I swallow and look to the gun in my hand and back to my father. “No.”
“Shoot him, Thomas. Right between the eyes.”
I take in a deep breath, point the gun in line with my father’s face and pull the trigger. And for a split second, I catch a flashing glimpse of myself once again staring at my masked face in a smashed mirror.
“No, no, no, no,” I gasp. I jerk upright in the bed. My bed in the hospital. It was just a dream. But, why did it feel so real?
I throw the covers away from me and wipe my sweat glazed forehead with my forearm. I close my eyes for a brief moment.
I really am losing it. I’m one hundred percent losing it. I’m finally starting to believe that this is where I actually belong. Mum was right. I really am struggling.
“Hey,” Lucy smiles. She’s with Andrew, who’s also smiling at me. “How are you?”
I wrap my arms around her. “I’m okay, how about you?”
I turn to Andrew and greet him with a pat on the back. “Hey mate.”
“Guys,” I say. “What are you doing here? It’s.. It’s Halloween.”
Lucy nods. “Which is why we’re only going to be here for a few minutes. We need to get back home soon.”
“I understand,” I say. “Please take care of yourselves.”
Lucy places her warm hand over mine. “Don’t worry about us, we’ll be okay.”
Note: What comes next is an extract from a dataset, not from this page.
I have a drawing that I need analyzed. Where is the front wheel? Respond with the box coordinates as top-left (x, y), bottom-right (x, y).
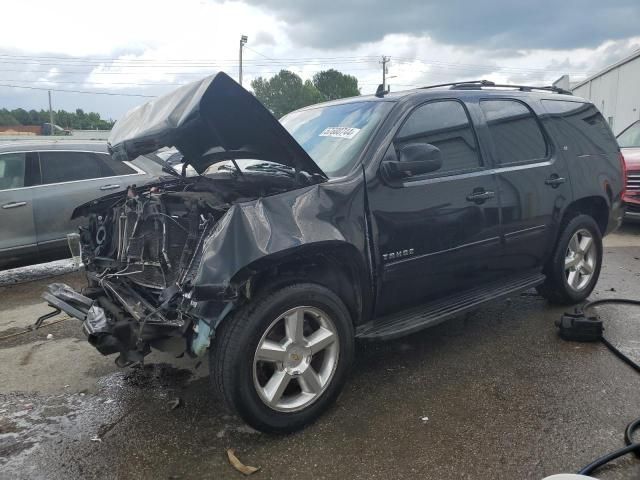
top-left (538, 215), bottom-right (602, 305)
top-left (210, 283), bottom-right (354, 433)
“Yeah, mate,” Andrew says. “Just focus on getting yourself better.”
“Okay,” I say. “I will.”
Lucy’s eyebrow arches slightly. “Yeah, Luc. I’ve finally come to terms with it. I know I’ve got some problems, I know that now, I’m struggling. You and Mum and Dad were right. I need to try get better.”
She swallows. “I love you, Thomas.”
The corners of my mouth curl upwards. “I love you too.” I lean forward and lock my lips with hers. “Come on, get a room,” Andrew interrupts. I smile and lean backwards. “Sorry.”
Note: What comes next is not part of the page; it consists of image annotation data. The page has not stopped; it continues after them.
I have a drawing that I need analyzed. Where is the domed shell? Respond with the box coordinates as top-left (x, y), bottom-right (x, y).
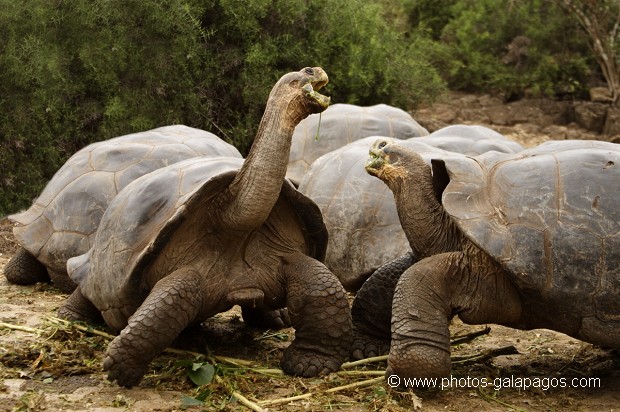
top-left (299, 125), bottom-right (522, 291)
top-left (443, 141), bottom-right (620, 321)
top-left (287, 103), bottom-right (428, 184)
top-left (9, 125), bottom-right (241, 273)
top-left (67, 157), bottom-right (327, 316)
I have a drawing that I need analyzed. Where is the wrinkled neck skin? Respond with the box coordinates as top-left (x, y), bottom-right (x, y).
top-left (386, 157), bottom-right (467, 258)
top-left (221, 85), bottom-right (310, 231)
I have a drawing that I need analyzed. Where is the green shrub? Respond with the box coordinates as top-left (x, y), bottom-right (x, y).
top-left (0, 0), bottom-right (443, 216)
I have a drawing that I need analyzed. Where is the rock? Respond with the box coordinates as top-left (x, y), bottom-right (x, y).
top-left (603, 106), bottom-right (620, 136)
top-left (573, 102), bottom-right (608, 133)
“Anyway,” Lucy says. “We should go. I just wanted to see how you were. I wish I could’ve stayed a bit longer.”
I smile weakly. “It’s okay,” I say. “I’ll see you again.” Hopefully.
The thought of this possibly being the last time I’ll see one of them makes my stomach turn. I pull them both into a tight hug. “I love both you guys, so much. I just wanted you to know that.”
“See you tomorrow,” Lucy smiles. I know Lucy, and it’s a forced smile. She’s trying to show that she’s not afraid. But I know, that beneath it, she’s terrified.
Cole, Lenny, Matt and I venture into the lounge and take a seat on the floor. All the furniture has been pushed aside, apart from the coffee table, on which, bowlfuls of crisps and sweets are sitting. The Nurse is slotting a DVD into its player. Tonight, our schedule is being slightly disrupted to watch a horror movie. I think the majority of the group voted for Scream, so that’s what was rented. This is how we’re celebrating Halloween. I’m looking forward to it, because I’m unaccustomed to ever celebrating it. But, at the same time, it feels really odd. And selfish on my part. It doesn’t feel right for me to be sitting here, enjoying the thrill of a movie, while my friends, family members and neighbors are enduring the terror of Halloween night as a resident of Eventide.